Addressing the National Academy of Audit and Accounts, Vice President Mohammad Hamid Ansari strongly underscored the need for the Comptroller and Auditor General of India to also screen non-profits, societies, trusts and autonomous organisations, given the unprecedented levels of public money at stake.
This is not just a generalised expectation of transparency and disclosure from all organisations with a service mandate, but a matter of vital public trust, because now, these special-purpose vehicles, NGOs, public-private partnerships and local bodies are working with tremendous amounts of public funds. As their donors, we are entitled to know exactly how our money is being spent.

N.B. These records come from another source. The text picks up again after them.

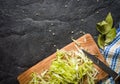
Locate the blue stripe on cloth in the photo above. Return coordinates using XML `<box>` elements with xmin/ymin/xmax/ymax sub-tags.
<box><xmin>110</xmin><ymin>48</ymin><xmax>119</xmax><ymax>70</ymax></box>
<box><xmin>109</xmin><ymin>48</ymin><xmax>120</xmax><ymax>84</ymax></box>
<box><xmin>117</xmin><ymin>28</ymin><xmax>120</xmax><ymax>33</ymax></box>
<box><xmin>113</xmin><ymin>48</ymin><xmax>120</xmax><ymax>70</ymax></box>
<box><xmin>110</xmin><ymin>77</ymin><xmax>114</xmax><ymax>84</ymax></box>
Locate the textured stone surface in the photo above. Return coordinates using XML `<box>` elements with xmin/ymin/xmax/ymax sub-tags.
<box><xmin>0</xmin><ymin>0</ymin><xmax>120</xmax><ymax>84</ymax></box>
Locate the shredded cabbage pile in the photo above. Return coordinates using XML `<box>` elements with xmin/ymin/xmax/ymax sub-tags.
<box><xmin>29</xmin><ymin>46</ymin><xmax>98</xmax><ymax>84</ymax></box>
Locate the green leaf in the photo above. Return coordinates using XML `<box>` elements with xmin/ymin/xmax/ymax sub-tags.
<box><xmin>97</xmin><ymin>20</ymin><xmax>107</xmax><ymax>26</ymax></box>
<box><xmin>97</xmin><ymin>21</ymin><xmax>111</xmax><ymax>34</ymax></box>
<box><xmin>96</xmin><ymin>12</ymin><xmax>116</xmax><ymax>49</ymax></box>
<box><xmin>97</xmin><ymin>34</ymin><xmax>105</xmax><ymax>49</ymax></box>
<box><xmin>105</xmin><ymin>12</ymin><xmax>113</xmax><ymax>28</ymax></box>
<box><xmin>105</xmin><ymin>28</ymin><xmax>116</xmax><ymax>44</ymax></box>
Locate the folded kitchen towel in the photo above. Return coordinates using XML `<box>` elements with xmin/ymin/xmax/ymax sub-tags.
<box><xmin>100</xmin><ymin>24</ymin><xmax>120</xmax><ymax>84</ymax></box>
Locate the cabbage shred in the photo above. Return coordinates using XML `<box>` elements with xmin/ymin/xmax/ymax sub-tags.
<box><xmin>29</xmin><ymin>46</ymin><xmax>98</xmax><ymax>84</ymax></box>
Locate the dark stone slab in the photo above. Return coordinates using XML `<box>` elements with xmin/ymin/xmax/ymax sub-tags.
<box><xmin>0</xmin><ymin>0</ymin><xmax>120</xmax><ymax>84</ymax></box>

India has ramped up Centrally-sponsored social sector and infrastructure programmes, and as much as 60 per cent of this money has been dropped directly on these organisations. They do not fall under CAG scrutiny, but are instead checked up on by private auditing firms, with their varying methodologies.
These figures arent placed in the public domain, and focus more on squaring financial accounts than on squaring spends with the real situation that is, they can miss fudged official records, and they entirely fail to monitor the projects impact on its intended clients. Despite the fact that many flagship schemes, including NREGA, have various scam-proofing mechanisms built in, too much money still leaks through the sieve.
So, as the vice president stressed, we have too much at stake to allow these NGOs to be unmonitored expand CAG audits to cover all social spending, including cash spent by local civic bodies, to ensure that every rupee is tracked to the point where services are actually delivered.
A larger possibility would be to include a social audit component, along with the financial tracking, to give citizens a handle on how local funds are spent.